In a few days I will be leaving Cambodia, so this will be my last blog posting from here. Inevitably I find myself reflecting on the last 21 months, taking stock and thinking about what the experience has meant to me. And to be honest, this has been a little disquieting.
Small, quiet Sen Monorom has become home and I feel comfortable here. I like this quiet corner of the country with its gentle hills, pronounced seasonal shifts and watching the year unfold from my balcony.
I like the people, who have been welcoming and helped me adjust and who have accepted me into their community. I have enjoyed the challenge of learning new ways of doing things; being introduced to a completely fresh way of viewing the world; and getting to grips with a new language. I’ve had priceless moments as well as times of real despair. But, with no doubt whatsoever, I still have no regrets about coming here.
At the same time though, I came to do a job.

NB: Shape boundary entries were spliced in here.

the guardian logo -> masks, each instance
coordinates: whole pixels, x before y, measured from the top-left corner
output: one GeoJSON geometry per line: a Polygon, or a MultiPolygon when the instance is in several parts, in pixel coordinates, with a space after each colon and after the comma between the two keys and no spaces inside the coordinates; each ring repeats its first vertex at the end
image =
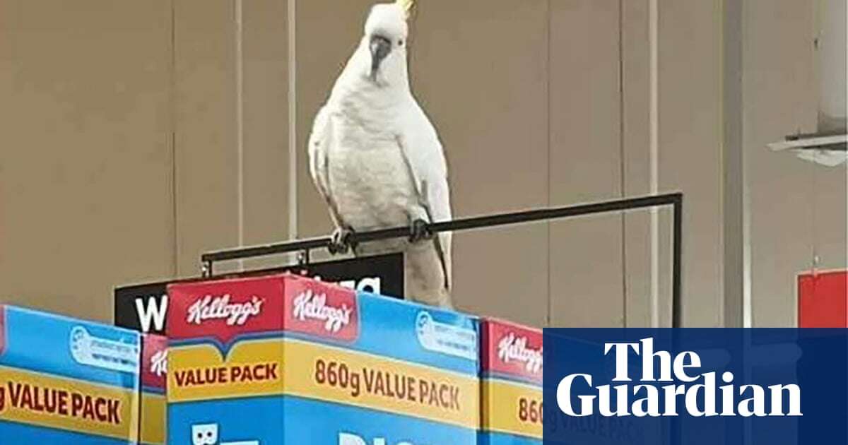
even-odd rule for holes
{"type": "Polygon", "coordinates": [[[597,411],[605,417],[661,417],[679,415],[678,410],[695,417],[802,415],[798,385],[736,387],[733,385],[734,374],[723,372],[720,378],[724,384],[718,386],[719,377],[715,371],[698,372],[701,364],[696,353],[687,351],[672,357],[667,351],[655,352],[653,338],[633,343],[605,343],[604,354],[611,353],[615,353],[616,364],[612,381],[627,383],[594,387],[589,374],[566,375],[556,387],[557,405],[566,415],[583,417],[597,411]],[[644,384],[632,383],[633,379],[628,367],[631,348],[641,358],[639,381],[644,384]],[[659,362],[659,375],[655,372],[656,361],[659,362]],[[675,381],[683,384],[674,384],[675,381]],[[578,402],[572,403],[572,395],[578,402]],[[784,395],[788,397],[788,406],[784,406],[784,395]]]}

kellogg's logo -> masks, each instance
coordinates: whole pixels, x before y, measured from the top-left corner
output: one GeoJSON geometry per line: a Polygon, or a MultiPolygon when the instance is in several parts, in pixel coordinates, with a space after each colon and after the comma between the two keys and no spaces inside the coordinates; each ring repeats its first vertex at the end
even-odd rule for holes
{"type": "Polygon", "coordinates": [[[186,322],[199,325],[208,320],[226,320],[227,325],[243,325],[248,319],[262,312],[265,300],[254,295],[250,301],[230,303],[230,294],[220,297],[207,295],[188,308],[186,322]]]}
{"type": "Polygon", "coordinates": [[[328,306],[326,294],[314,293],[312,289],[307,289],[294,298],[293,310],[295,319],[323,321],[324,329],[333,333],[350,324],[350,314],[354,311],[343,303],[338,308],[328,306]]]}
{"type": "Polygon", "coordinates": [[[511,361],[524,364],[528,372],[538,374],[542,370],[542,348],[527,347],[527,338],[510,332],[498,342],[498,358],[505,364],[511,361]]]}
{"type": "Polygon", "coordinates": [[[286,289],[286,329],[353,341],[359,335],[356,293],[338,286],[301,280],[286,289]]]}
{"type": "Polygon", "coordinates": [[[157,351],[150,357],[150,373],[162,377],[168,372],[168,350],[157,351]]]}

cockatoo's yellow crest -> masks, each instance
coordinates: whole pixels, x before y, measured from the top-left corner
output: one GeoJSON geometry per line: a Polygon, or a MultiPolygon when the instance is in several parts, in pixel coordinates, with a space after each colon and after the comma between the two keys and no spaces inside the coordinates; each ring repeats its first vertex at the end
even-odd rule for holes
{"type": "Polygon", "coordinates": [[[412,14],[412,7],[415,6],[415,0],[395,0],[395,4],[400,7],[404,10],[404,14],[406,18],[410,18],[410,14],[412,14]]]}

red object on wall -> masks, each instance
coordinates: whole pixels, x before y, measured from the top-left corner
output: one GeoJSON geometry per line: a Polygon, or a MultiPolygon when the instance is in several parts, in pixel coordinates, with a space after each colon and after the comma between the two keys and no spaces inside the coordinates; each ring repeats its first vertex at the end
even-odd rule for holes
{"type": "Polygon", "coordinates": [[[798,275],[798,326],[848,327],[848,271],[798,275]]]}

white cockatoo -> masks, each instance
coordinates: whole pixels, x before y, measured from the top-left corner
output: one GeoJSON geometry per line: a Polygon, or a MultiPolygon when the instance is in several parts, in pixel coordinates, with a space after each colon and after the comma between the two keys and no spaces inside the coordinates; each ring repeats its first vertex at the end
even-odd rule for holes
{"type": "Polygon", "coordinates": [[[412,0],[379,3],[365,36],[315,116],[310,172],[336,227],[331,252],[353,231],[409,225],[409,239],[365,242],[354,254],[403,252],[406,297],[452,306],[448,169],[436,130],[410,90],[406,20],[412,0]]]}

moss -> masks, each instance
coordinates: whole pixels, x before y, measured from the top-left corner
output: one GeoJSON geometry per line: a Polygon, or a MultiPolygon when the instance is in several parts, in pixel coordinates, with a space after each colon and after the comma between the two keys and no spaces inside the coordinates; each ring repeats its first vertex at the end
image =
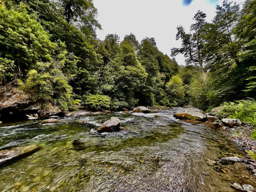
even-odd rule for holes
{"type": "Polygon", "coordinates": [[[252,159],[256,160],[256,152],[253,152],[251,151],[247,151],[247,152],[250,155],[252,159]]]}
{"type": "Polygon", "coordinates": [[[197,116],[193,116],[187,113],[179,113],[174,115],[174,117],[179,119],[184,120],[200,120],[200,118],[197,116]]]}

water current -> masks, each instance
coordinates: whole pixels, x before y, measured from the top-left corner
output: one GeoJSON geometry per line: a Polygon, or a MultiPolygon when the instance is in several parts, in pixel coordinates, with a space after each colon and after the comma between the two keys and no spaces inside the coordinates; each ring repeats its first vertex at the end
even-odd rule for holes
{"type": "Polygon", "coordinates": [[[243,163],[222,167],[225,172],[207,164],[245,154],[221,131],[173,117],[179,109],[4,124],[0,150],[31,144],[40,148],[0,168],[0,191],[228,192],[236,191],[230,187],[234,182],[255,188],[243,163]],[[97,133],[111,117],[120,119],[122,130],[97,133]],[[72,144],[77,139],[81,144],[72,144]]]}

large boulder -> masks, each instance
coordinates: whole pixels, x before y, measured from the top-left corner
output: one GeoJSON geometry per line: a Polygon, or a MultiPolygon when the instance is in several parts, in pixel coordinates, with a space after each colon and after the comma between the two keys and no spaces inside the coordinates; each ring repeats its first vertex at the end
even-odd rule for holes
{"type": "Polygon", "coordinates": [[[234,126],[241,126],[243,123],[239,119],[222,119],[221,120],[222,123],[224,125],[228,126],[229,127],[233,127],[234,126]]]}
{"type": "Polygon", "coordinates": [[[196,120],[203,122],[206,120],[206,116],[203,111],[193,108],[184,108],[175,113],[173,116],[179,119],[196,120]]]}
{"type": "Polygon", "coordinates": [[[105,121],[97,131],[99,133],[111,132],[120,130],[120,119],[116,117],[111,118],[105,121]]]}
{"type": "Polygon", "coordinates": [[[11,150],[0,151],[0,167],[8,165],[14,161],[28,156],[38,151],[36,145],[19,146],[11,150]]]}
{"type": "Polygon", "coordinates": [[[58,123],[59,122],[59,121],[58,119],[54,119],[52,118],[51,119],[44,120],[44,121],[42,121],[41,122],[41,123],[42,123],[42,124],[54,123],[58,123]]]}
{"type": "Polygon", "coordinates": [[[140,106],[133,109],[133,112],[135,113],[150,113],[150,110],[145,106],[140,106]]]}

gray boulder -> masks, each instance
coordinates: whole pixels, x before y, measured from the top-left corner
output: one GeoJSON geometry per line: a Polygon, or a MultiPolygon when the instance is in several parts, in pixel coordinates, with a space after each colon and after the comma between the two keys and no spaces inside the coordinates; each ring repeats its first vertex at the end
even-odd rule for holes
{"type": "Polygon", "coordinates": [[[0,151],[0,167],[10,164],[13,161],[28,156],[38,151],[36,145],[19,146],[11,150],[0,151]]]}
{"type": "Polygon", "coordinates": [[[233,127],[234,126],[241,126],[243,123],[239,119],[223,119],[221,121],[224,125],[228,126],[229,127],[233,127]]]}
{"type": "Polygon", "coordinates": [[[213,116],[212,115],[206,115],[206,119],[207,121],[210,122],[214,122],[217,121],[219,118],[216,116],[213,116]]]}
{"type": "Polygon", "coordinates": [[[135,113],[150,113],[150,110],[145,106],[140,106],[133,109],[133,112],[135,113]]]}
{"type": "Polygon", "coordinates": [[[59,121],[56,119],[51,118],[49,119],[46,119],[41,122],[42,124],[45,123],[58,123],[59,121]]]}
{"type": "Polygon", "coordinates": [[[246,160],[238,157],[225,157],[220,159],[221,164],[223,165],[231,165],[236,162],[246,162],[246,160]]]}
{"type": "Polygon", "coordinates": [[[184,108],[175,113],[173,116],[179,119],[196,120],[203,122],[206,120],[206,116],[203,111],[193,108],[184,108]]]}
{"type": "Polygon", "coordinates": [[[98,128],[97,131],[98,133],[118,131],[120,130],[120,119],[113,117],[110,120],[105,121],[100,127],[98,128]]]}

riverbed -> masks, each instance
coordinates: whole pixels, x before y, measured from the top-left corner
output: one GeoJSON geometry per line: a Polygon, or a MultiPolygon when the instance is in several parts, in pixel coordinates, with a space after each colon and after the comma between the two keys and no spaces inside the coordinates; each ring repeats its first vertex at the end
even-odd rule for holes
{"type": "Polygon", "coordinates": [[[0,150],[31,144],[40,148],[0,168],[0,191],[228,192],[237,191],[230,187],[234,182],[256,188],[244,163],[207,163],[245,154],[222,131],[173,117],[180,109],[5,124],[0,150]],[[112,117],[120,119],[121,130],[98,133],[112,117]],[[72,144],[75,140],[79,145],[72,144]]]}

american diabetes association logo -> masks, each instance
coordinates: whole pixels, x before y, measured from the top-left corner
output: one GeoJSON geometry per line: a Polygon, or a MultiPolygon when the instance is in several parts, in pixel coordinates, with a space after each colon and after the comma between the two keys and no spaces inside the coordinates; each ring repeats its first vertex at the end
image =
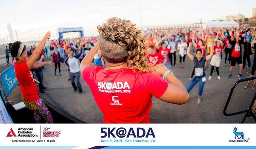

I came to manage a WWF programme geared at supporting a vast area of good quality forest and the wildlife it contains. The disquiet comes from thinking about whether this has been achieved – have I been successful? There have been some positives, but these are all pretty modest. When I look at the bigger picture I can’t help but wonder if this is enough.
That is not to say the fight is lost. The forest cover is still extraordinary and there are some dedicated, committed individuals determined to protect this landscape. I can take some satisfaction in knowing that the areas in which we’ve been working have had a level of protection that other areas with no external support lacked – those unsupported areas have been utterly destroyed.
I believe that these splendid forests of eastern Cambodia do have a future but it is far from assured. The problem is that, at the political level that really matters, there is seemingly little meaningful commitment to the environment (in the sense of keeping it alive as a natural heritage of global importance rather than as a source of quick funds) or of any strong desire for partnership.
There is a limit to what professional, well-intentioned and focused groups – like WWF – can do. We can fight to slow the rate of destruction, to encourage and inform, to respond vigorously against illegal actions – and we hope that the prevailing political view will swing towards a genuine belief in the importance and the undoubted, irreplaceable beauty of these forests.
I have to be optimistic that this change will come and firmly believe that the best chance these forests have for survival is through a continued WWF presence, solidly backed by our supporters. This is not an easy task and nor will it be without its setbacks. But the increase in threats and risks to this landscape makes the need for a strong programme all the more pressing.
The time to act is now. Programmes like this are in the vanguard of protecting these forests and, as one of my friends recently pointed out, ‘if not us, then who will step up?’ My friend is right. If we’re not engaged then these forests will disappear. And that’s a future none of us wants.